James Barnett is a DPhil candidate in political science at the University of Oxford and a non-resident fellow at Hudson Institute and the Centre on Armed Groups specializing in African conflict studies.

 

[i] Nigeria’s last official census was conducted in 2006. While official population projections based on the 2006 census show Muslims constituting a slight majority, these figures are hotly contested given their political significance.

[ii] These questions were also pronounced during a brief interregnum of civilian rule from 1979 to 1983 known as the Second Republic. Debates over the status of sharia law in northern Muslim states were particularly divisive during the constituent assembly that paved the way for the 1979 constitution, foreshadowing the divisive “Sharia politics” of the Fourth Republic (1999 to present). For more, see Vaughan, Olufemi. "Chapter seven. Expanded sharia: the northern Ummah and the fourth republic". Religion and the Making of Nigeria, New York, USA: Duke University Press, 2016, pp. 158-180. https://doi.org/10.1515/9781478091172-009.

[iii] For example, the so-called bandits in northwestern Nigeria alone are organized into dozens of gangs. Estimates are highly imprecise given the loosely organized and fragmentary nature of Nigerian banditry. For more, see Peer Schouten and James Barnett, Divided They Rule? The Emerging Landscape of Banditry in Northwest Nigeria, Danish Institute for International Studies, August 2025, https://www.diis.dk/en/research/divided-they-rule-the-emerging-landscape-of-banditry-in-northwest-nigeria.
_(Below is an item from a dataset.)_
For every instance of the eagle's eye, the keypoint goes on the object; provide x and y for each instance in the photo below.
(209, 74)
[iv] This concept as it has traditionally been understood in political science does not apply neatly to most Nigerian militants, as I am exploring in my doctoral research.
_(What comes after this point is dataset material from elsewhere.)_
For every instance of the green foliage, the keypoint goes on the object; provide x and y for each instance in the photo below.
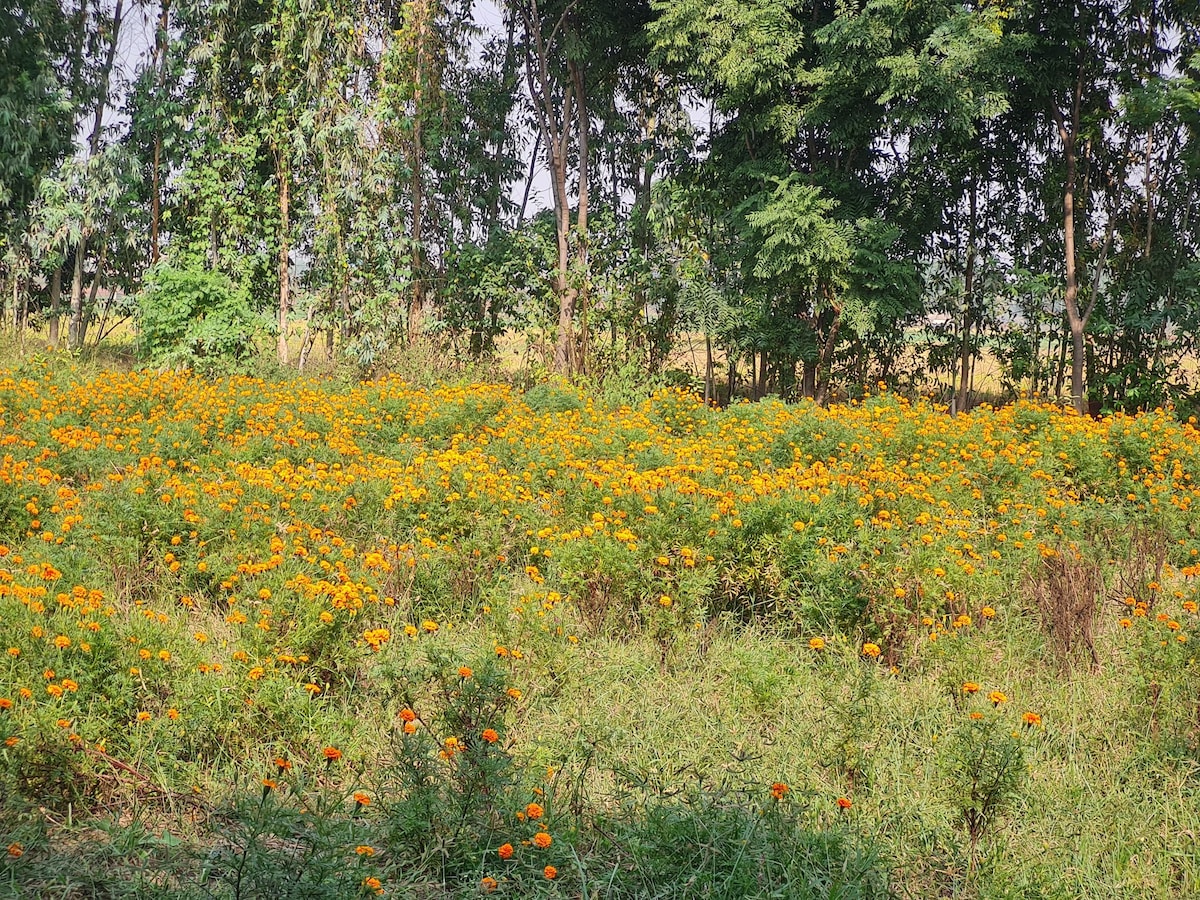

[v] Mohammed Yusuf never referred to his movement as Boko Haram, which is a name that was given to the group by its Muslim detractors in northern Nigeria. Early adherents of Yusuf’s were often referred to as Yusufiyya (literally, followers of Yusuf), while the organization that Abubakar Shekau led in the aftermath of Yusuf’s death referred to itself as JASDJ.

[vi] More often than not, these trajectories can be briefly paraphrased as: “I joined the movement because I believed what its members said about Islam, and I left the movement because I grew disenchanted with their violence against fellow Muslims, including women, children, and members of the other factions.”

[vii] Notably, no southwestern states have introduced sharia law, and recent discussion of establishing sharia courts for Muslims to voluntarily submit cases was met with widespread criticism in the region, including from some Muslims. See: https://www.theafricareport.com/375018/nigeria-sharia-panels-trigger-disquiet-in-south-west-region/.

[viii] In another variation of this framing that is common among religious liberty advocates in the West, one hears about how radical Nigerian Islamists are killing Christians and “moderate Muslims.” While this has the benefit of acknowledging the many Muslim victims of violence in Nigeria, it can also be misleading. If by “moderate” Muslim one means a non-Islamist or someone who is lax about following Islamic laws and norms, then Nigeria’s bandits are exemplars of this moderation insofar as they generally have limited religious education; do not apply anything resembling sharia law in the communities they control; engage in vices such as drugs and alcohol; and are disinterested in establishing an Islamic state. Yet these bandits have killed thousands of Muslims and Christians alike, reminding us that Islamism is not the only or even principal driver of violence in northern Nigeria.